One evening after a very long day at a leather trade show I came close. I climbed onto a packed bus with all the other exhausted attendees heading back to the city center. I didn’t have a ticket, and the machine onboard wasn’t working so I decided I should do the moral thing and hop off. I know what you’re thinking: that was stupid. And it was, because I ended up in a zone without many pedestrians, traffic, other buses, street lights, and everything was closing for the night. Oh, I should have taken karate. The other problem is that in Italy you can’t just hail a cab. Well, you can try, but they won’t stop and you end up being the crazy lady flapping your arms around like an angry penguin.

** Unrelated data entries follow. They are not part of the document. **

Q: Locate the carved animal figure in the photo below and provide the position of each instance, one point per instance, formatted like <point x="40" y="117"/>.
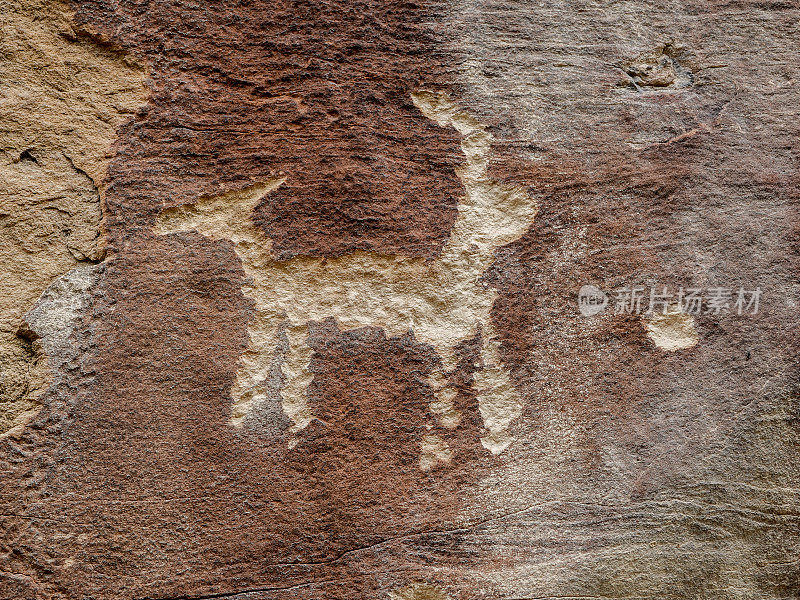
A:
<point x="442" y="301"/>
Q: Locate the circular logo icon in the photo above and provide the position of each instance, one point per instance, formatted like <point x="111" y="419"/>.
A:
<point x="591" y="300"/>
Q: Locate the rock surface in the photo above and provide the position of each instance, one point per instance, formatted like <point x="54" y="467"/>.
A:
<point x="410" y="300"/>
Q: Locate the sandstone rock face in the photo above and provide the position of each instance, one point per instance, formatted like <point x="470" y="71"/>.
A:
<point x="418" y="301"/>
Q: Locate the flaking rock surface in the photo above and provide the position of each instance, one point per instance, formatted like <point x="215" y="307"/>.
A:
<point x="292" y="300"/>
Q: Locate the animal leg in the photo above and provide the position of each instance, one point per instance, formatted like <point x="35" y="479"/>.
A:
<point x="297" y="377"/>
<point x="498" y="400"/>
<point x="445" y="393"/>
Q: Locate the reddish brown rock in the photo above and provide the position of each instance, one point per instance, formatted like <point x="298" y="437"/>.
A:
<point x="539" y="453"/>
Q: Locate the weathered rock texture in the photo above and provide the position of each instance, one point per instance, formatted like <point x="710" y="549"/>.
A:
<point x="333" y="348"/>
<point x="62" y="97"/>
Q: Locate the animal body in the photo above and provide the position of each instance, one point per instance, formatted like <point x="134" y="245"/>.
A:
<point x="442" y="301"/>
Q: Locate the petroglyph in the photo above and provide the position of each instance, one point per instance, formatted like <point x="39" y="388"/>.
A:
<point x="62" y="98"/>
<point x="443" y="302"/>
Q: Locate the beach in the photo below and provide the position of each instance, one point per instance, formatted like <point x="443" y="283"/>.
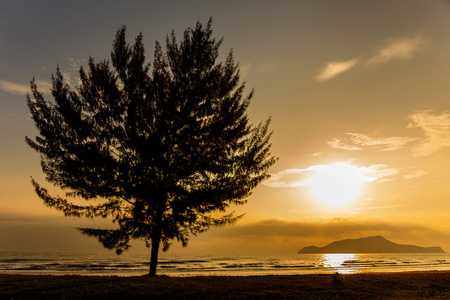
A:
<point x="402" y="285"/>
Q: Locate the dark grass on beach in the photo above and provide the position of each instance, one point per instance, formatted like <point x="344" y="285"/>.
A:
<point x="410" y="285"/>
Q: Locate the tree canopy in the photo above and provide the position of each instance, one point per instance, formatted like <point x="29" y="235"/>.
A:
<point x="165" y="148"/>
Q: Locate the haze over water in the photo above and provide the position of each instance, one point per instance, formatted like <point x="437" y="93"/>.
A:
<point x="210" y="265"/>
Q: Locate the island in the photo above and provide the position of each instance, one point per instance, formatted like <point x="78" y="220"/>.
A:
<point x="372" y="244"/>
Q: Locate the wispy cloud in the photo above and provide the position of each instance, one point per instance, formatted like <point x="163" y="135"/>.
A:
<point x="359" y="141"/>
<point x="402" y="48"/>
<point x="436" y="128"/>
<point x="334" y="228"/>
<point x="405" y="48"/>
<point x="301" y="177"/>
<point x="333" y="69"/>
<point x="416" y="174"/>
<point x="22" y="89"/>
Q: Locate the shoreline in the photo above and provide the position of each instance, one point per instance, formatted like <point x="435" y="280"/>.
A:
<point x="394" y="285"/>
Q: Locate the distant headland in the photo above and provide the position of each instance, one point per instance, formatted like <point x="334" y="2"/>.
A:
<point x="372" y="244"/>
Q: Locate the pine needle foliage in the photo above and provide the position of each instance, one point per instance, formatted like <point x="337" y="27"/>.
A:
<point x="166" y="148"/>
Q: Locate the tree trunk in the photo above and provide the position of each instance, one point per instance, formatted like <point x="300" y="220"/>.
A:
<point x="154" y="255"/>
<point x="156" y="240"/>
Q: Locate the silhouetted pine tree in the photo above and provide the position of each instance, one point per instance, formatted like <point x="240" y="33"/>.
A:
<point x="165" y="148"/>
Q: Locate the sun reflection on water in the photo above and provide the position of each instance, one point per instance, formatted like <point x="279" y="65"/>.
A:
<point x="342" y="263"/>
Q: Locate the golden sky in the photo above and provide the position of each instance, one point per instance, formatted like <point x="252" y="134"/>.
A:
<point x="358" y="92"/>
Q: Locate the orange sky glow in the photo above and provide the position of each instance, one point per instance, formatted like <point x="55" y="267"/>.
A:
<point x="358" y="93"/>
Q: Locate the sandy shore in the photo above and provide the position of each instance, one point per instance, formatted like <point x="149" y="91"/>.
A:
<point x="410" y="285"/>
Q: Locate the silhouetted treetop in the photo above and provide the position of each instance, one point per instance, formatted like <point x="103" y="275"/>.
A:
<point x="165" y="146"/>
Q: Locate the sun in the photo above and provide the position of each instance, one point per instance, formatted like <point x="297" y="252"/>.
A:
<point x="336" y="185"/>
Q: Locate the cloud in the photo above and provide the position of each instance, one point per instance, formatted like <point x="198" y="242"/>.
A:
<point x="21" y="89"/>
<point x="402" y="48"/>
<point x="416" y="174"/>
<point x="358" y="140"/>
<point x="292" y="178"/>
<point x="436" y="128"/>
<point x="341" y="144"/>
<point x="334" y="228"/>
<point x="332" y="69"/>
<point x="289" y="178"/>
<point x="405" y="48"/>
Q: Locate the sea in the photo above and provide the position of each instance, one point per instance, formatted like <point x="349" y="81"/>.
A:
<point x="211" y="265"/>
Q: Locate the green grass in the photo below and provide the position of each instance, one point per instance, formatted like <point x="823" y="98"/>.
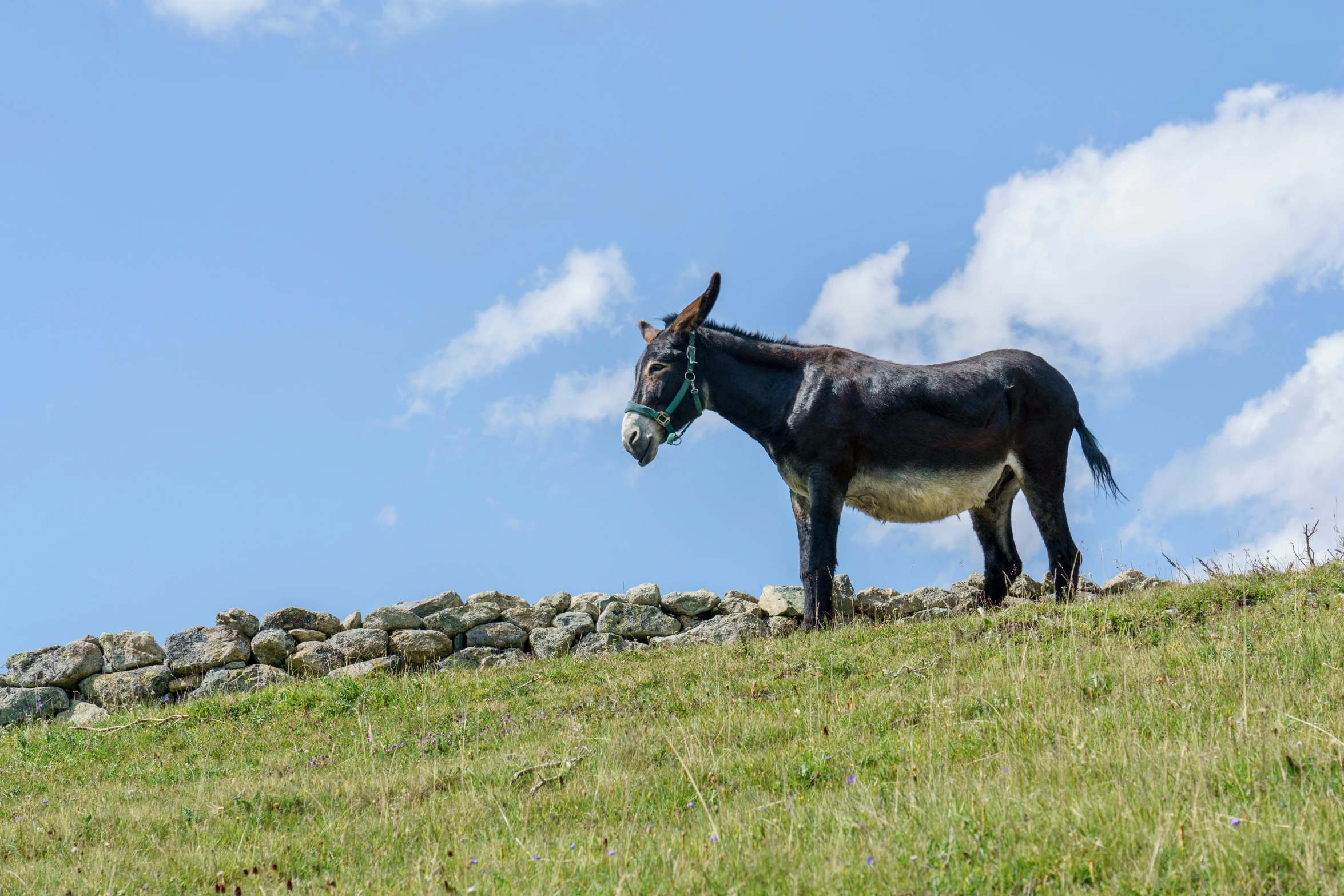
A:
<point x="1043" y="748"/>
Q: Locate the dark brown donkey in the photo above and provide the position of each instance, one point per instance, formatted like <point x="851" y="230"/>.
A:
<point x="900" y="443"/>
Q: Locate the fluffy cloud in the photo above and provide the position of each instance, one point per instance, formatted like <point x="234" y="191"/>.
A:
<point x="1116" y="262"/>
<point x="218" y="18"/>
<point x="1276" y="461"/>
<point x="580" y="297"/>
<point x="574" y="398"/>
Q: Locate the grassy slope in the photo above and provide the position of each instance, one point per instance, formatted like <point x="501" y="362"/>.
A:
<point x="1046" y="748"/>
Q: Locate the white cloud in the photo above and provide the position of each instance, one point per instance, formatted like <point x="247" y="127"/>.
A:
<point x="1118" y="262"/>
<point x="1277" y="461"/>
<point x="218" y="18"/>
<point x="574" y="398"/>
<point x="578" y="298"/>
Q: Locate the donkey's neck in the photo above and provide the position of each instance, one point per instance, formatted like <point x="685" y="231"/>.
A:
<point x="749" y="382"/>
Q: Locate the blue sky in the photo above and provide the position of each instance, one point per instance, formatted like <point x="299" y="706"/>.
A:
<point x="253" y="254"/>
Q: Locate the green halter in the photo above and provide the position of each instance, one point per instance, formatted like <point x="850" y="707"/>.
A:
<point x="665" y="418"/>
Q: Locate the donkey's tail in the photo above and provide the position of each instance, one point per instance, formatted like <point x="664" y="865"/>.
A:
<point x="1097" y="461"/>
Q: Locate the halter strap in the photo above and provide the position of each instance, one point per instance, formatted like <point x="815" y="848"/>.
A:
<point x="665" y="418"/>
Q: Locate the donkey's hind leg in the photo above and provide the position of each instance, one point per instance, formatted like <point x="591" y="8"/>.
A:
<point x="993" y="528"/>
<point x="1045" y="489"/>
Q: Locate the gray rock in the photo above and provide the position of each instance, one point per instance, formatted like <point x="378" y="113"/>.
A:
<point x="528" y="618"/>
<point x="601" y="643"/>
<point x="690" y="604"/>
<point x="466" y="659"/>
<point x="58" y="667"/>
<point x="82" y="714"/>
<point x="636" y="621"/>
<point x="199" y="649"/>
<point x="843" y="598"/>
<point x="186" y="684"/>
<point x="359" y="645"/>
<point x="782" y="599"/>
<point x="906" y="605"/>
<point x="559" y="601"/>
<point x="499" y="598"/>
<point x="121" y="690"/>
<point x="393" y="620"/>
<point x="932" y="597"/>
<point x="737" y="606"/>
<point x="129" y="649"/>
<point x="367" y="668"/>
<point x="300" y="618"/>
<point x="427" y="606"/>
<point x="644" y="595"/>
<point x="18" y="704"/>
<point x="551" y="643"/>
<point x="220" y="682"/>
<point x="964" y="591"/>
<point x="1127" y="581"/>
<point x="508" y="657"/>
<point x="420" y="648"/>
<point x="496" y="635"/>
<point x="876" y="602"/>
<point x="455" y="621"/>
<point x="727" y="629"/>
<point x="577" y="620"/>
<point x="272" y="647"/>
<point x="604" y="601"/>
<point x="1026" y="587"/>
<point x="238" y="620"/>
<point x="315" y="659"/>
<point x="586" y="604"/>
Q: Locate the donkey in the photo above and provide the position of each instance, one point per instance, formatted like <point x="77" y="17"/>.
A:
<point x="898" y="443"/>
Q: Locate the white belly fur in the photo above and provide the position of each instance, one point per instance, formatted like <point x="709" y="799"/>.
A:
<point x="920" y="496"/>
<point x="916" y="496"/>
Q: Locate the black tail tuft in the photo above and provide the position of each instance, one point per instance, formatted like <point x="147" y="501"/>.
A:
<point x="1099" y="463"/>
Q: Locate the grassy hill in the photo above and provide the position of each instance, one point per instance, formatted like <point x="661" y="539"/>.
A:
<point x="1172" y="740"/>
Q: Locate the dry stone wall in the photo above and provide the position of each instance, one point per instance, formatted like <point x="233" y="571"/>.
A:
<point x="83" y="680"/>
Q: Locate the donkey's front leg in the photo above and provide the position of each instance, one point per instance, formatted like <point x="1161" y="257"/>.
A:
<point x="817" y="554"/>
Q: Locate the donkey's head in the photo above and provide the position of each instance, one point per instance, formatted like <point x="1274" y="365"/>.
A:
<point x="663" y="371"/>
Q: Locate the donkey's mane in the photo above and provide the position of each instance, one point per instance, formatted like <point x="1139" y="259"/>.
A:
<point x="745" y="333"/>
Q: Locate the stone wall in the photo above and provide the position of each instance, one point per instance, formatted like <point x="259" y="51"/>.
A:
<point x="85" y="679"/>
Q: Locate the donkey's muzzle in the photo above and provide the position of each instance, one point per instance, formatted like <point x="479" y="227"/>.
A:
<point x="642" y="437"/>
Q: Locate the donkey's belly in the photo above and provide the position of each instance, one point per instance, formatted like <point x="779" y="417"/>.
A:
<point x="921" y="496"/>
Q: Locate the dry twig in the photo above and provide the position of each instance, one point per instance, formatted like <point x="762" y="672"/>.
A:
<point x="156" y="720"/>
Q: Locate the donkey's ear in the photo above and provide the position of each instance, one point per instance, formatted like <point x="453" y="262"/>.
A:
<point x="698" y="312"/>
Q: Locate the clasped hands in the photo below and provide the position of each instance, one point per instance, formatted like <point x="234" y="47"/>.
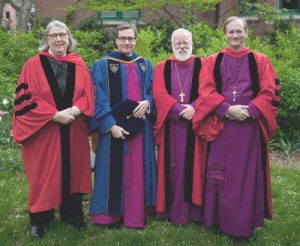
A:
<point x="238" y="112"/>
<point x="188" y="112"/>
<point x="139" y="112"/>
<point x="67" y="115"/>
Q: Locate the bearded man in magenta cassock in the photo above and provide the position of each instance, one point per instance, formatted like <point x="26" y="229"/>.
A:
<point x="179" y="150"/>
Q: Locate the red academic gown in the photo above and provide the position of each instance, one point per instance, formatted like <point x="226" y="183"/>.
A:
<point x="39" y="136"/>
<point x="208" y="125"/>
<point x="164" y="103"/>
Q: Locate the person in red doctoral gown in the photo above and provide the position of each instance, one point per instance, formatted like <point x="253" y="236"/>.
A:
<point x="54" y="97"/>
<point x="239" y="99"/>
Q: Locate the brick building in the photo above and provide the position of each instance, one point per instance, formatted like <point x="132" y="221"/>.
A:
<point x="56" y="9"/>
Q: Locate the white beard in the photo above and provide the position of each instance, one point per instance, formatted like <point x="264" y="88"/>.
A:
<point x="183" y="57"/>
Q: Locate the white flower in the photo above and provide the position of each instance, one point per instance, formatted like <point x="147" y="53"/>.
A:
<point x="5" y="101"/>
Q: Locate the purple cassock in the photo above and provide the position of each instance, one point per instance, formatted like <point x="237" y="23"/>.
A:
<point x="234" y="195"/>
<point x="181" y="212"/>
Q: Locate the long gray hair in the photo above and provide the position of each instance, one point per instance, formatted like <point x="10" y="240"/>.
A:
<point x="45" y="46"/>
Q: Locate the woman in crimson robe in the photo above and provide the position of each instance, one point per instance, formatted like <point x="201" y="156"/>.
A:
<point x="54" y="97"/>
<point x="239" y="99"/>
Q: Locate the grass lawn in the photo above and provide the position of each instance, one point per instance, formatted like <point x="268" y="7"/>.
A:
<point x="284" y="229"/>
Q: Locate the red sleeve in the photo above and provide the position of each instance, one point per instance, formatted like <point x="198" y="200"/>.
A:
<point x="266" y="101"/>
<point x="205" y="123"/>
<point x="31" y="112"/>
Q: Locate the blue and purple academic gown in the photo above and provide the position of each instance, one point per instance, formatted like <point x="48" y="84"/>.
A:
<point x="125" y="171"/>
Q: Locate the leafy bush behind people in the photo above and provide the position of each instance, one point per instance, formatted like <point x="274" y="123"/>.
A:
<point x="155" y="44"/>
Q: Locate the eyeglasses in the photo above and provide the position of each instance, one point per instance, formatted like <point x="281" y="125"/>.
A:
<point x="62" y="35"/>
<point x="179" y="44"/>
<point x="123" y="39"/>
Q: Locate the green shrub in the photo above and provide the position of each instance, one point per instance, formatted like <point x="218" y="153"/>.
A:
<point x="154" y="43"/>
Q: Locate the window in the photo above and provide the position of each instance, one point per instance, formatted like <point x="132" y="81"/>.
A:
<point x="293" y="6"/>
<point x="118" y="15"/>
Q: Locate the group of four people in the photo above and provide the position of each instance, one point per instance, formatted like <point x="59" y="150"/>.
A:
<point x="210" y="121"/>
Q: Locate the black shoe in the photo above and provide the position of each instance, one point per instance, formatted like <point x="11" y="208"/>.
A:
<point x="80" y="225"/>
<point x="37" y="231"/>
<point x="115" y="226"/>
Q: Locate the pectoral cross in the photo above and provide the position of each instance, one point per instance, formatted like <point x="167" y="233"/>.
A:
<point x="234" y="93"/>
<point x="181" y="96"/>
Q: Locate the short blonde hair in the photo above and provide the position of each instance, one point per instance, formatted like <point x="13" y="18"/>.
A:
<point x="234" y="18"/>
<point x="45" y="46"/>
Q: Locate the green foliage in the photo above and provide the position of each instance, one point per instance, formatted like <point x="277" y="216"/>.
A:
<point x="14" y="220"/>
<point x="92" y="45"/>
<point x="89" y="23"/>
<point x="288" y="146"/>
<point x="154" y="43"/>
<point x="280" y="19"/>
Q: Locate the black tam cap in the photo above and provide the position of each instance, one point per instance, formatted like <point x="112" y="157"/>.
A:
<point x="123" y="114"/>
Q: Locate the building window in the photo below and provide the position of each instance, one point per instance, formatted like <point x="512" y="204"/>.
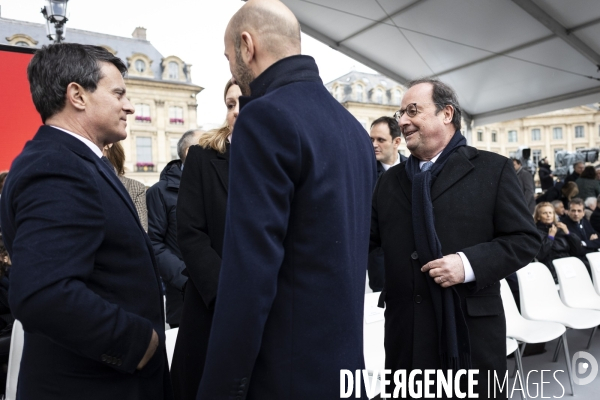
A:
<point x="176" y="115"/>
<point x="557" y="133"/>
<point x="360" y="93"/>
<point x="143" y="147"/>
<point x="379" y="96"/>
<point x="396" y="97"/>
<point x="556" y="151"/>
<point x="173" y="70"/>
<point x="536" y="156"/>
<point x="140" y="65"/>
<point x="174" y="155"/>
<point x="142" y="113"/>
<point x="339" y="93"/>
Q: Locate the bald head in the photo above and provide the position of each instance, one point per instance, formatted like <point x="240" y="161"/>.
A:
<point x="271" y="23"/>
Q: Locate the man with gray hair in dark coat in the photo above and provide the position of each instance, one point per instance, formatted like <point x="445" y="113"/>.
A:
<point x="161" y="200"/>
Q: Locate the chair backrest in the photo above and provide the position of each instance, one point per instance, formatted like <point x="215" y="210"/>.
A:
<point x="170" y="340"/>
<point x="373" y="333"/>
<point x="537" y="291"/>
<point x="511" y="312"/>
<point x="576" y="287"/>
<point x="14" y="360"/>
<point x="594" y="259"/>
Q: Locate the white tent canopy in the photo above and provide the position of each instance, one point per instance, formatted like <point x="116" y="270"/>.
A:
<point x="506" y="59"/>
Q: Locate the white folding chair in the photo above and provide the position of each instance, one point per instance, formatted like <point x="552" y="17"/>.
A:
<point x="525" y="330"/>
<point x="170" y="339"/>
<point x="373" y="334"/>
<point x="576" y="287"/>
<point x="513" y="347"/>
<point x="594" y="259"/>
<point x="14" y="360"/>
<point x="541" y="302"/>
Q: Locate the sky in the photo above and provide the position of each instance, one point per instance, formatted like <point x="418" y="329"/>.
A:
<point x="190" y="29"/>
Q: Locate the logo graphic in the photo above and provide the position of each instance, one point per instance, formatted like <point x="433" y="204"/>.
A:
<point x="583" y="367"/>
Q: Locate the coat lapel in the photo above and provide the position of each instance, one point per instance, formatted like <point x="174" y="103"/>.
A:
<point x="405" y="183"/>
<point x="457" y="166"/>
<point x="221" y="164"/>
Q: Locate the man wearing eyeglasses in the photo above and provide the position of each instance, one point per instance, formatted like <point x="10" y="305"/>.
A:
<point x="452" y="223"/>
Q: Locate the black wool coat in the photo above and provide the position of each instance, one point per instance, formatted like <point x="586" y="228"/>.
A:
<point x="200" y="230"/>
<point x="479" y="210"/>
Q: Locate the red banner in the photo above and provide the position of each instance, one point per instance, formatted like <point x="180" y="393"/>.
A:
<point x="19" y="119"/>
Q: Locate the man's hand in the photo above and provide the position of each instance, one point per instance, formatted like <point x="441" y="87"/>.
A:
<point x="446" y="271"/>
<point x="150" y="351"/>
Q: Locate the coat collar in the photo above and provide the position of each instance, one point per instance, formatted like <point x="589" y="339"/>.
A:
<point x="458" y="165"/>
<point x="298" y="68"/>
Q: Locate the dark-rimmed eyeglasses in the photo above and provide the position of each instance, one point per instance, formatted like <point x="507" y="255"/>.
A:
<point x="410" y="110"/>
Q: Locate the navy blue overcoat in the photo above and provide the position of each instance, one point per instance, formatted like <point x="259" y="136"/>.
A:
<point x="84" y="281"/>
<point x="289" y="309"/>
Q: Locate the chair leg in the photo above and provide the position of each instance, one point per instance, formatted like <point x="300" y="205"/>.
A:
<point x="568" y="361"/>
<point x="522" y="350"/>
<point x="519" y="363"/>
<point x="558" y="346"/>
<point x="591" y="336"/>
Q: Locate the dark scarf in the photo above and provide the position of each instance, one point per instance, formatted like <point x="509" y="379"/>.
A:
<point x="454" y="344"/>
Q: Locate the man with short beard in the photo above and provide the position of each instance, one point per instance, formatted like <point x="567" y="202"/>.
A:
<point x="288" y="314"/>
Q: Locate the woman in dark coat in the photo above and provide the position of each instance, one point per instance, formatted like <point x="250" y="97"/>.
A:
<point x="557" y="242"/>
<point x="200" y="229"/>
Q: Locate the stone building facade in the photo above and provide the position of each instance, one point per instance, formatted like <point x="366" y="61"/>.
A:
<point x="370" y="96"/>
<point x="159" y="87"/>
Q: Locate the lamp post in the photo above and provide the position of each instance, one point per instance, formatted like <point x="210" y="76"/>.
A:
<point x="55" y="13"/>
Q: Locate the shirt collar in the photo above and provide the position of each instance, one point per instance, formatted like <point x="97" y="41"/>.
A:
<point x="86" y="141"/>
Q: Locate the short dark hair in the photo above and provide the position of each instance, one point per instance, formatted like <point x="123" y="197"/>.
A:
<point x="185" y="142"/>
<point x="442" y="96"/>
<point x="55" y="66"/>
<point x="588" y="172"/>
<point x="392" y="124"/>
<point x="576" y="202"/>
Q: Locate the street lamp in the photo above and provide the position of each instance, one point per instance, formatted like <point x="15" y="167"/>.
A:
<point x="55" y="13"/>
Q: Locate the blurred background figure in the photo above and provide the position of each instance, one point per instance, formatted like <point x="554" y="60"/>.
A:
<point x="545" y="173"/>
<point x="587" y="184"/>
<point x="161" y="200"/>
<point x="590" y="205"/>
<point x="564" y="193"/>
<point x="577" y="170"/>
<point x="136" y="189"/>
<point x="559" y="208"/>
<point x="557" y="242"/>
<point x="200" y="231"/>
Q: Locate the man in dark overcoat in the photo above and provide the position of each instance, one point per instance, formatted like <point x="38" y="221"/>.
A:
<point x="289" y="309"/>
<point x="84" y="280"/>
<point x="450" y="232"/>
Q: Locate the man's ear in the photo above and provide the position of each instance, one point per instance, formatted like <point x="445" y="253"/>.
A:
<point x="247" y="47"/>
<point x="448" y="113"/>
<point x="76" y="96"/>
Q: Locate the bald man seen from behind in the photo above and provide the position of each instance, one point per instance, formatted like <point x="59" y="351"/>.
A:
<point x="289" y="308"/>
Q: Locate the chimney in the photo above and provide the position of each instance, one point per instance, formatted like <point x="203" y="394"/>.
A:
<point x="139" y="33"/>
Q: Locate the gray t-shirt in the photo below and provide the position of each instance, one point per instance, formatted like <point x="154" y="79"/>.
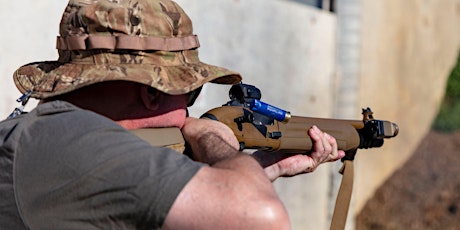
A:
<point x="67" y="168"/>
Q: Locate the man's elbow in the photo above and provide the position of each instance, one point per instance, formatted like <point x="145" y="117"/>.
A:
<point x="271" y="215"/>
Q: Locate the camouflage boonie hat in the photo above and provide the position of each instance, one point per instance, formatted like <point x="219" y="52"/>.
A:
<point x="146" y="41"/>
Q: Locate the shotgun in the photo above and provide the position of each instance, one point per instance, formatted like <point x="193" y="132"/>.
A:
<point x="258" y="125"/>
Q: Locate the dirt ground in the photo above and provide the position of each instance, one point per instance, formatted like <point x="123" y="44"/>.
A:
<point x="424" y="194"/>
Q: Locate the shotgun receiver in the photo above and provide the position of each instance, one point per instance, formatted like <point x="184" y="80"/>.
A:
<point x="258" y="125"/>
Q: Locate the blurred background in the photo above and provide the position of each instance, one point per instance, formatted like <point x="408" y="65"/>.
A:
<point x="321" y="58"/>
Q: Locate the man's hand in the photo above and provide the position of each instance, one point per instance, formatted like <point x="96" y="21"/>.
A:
<point x="285" y="164"/>
<point x="212" y="141"/>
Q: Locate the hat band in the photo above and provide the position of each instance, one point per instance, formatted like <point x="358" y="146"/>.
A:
<point x="126" y="42"/>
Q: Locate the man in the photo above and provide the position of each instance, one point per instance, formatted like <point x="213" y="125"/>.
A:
<point x="71" y="163"/>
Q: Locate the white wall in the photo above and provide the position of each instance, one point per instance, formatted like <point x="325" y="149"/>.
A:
<point x="285" y="48"/>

Now I’m not saying Bologna is a bad city but bad things happen everywhere, it was dark and my imagination was in overdrive. I walked and walked, trying to figure out what options I had. Why am I here? Eventually I came to a corner store (also closing up for the night) and saw this loyal dog sitting there waiting patiently for someone inside. Immediately I felt relaxed, calmed, comforted, safe. I was good now. Somehow just by seeing this calm dog I was able to take a deep breath and think more clearly. But not only did the sight of this dog put an end to my panic, it also served as a potent reminder for why I started this business in the first place: the human + canine bond. Thankful for the reminder, I kept walking and one street over I found a bus stop with a map and hopped on the next bus.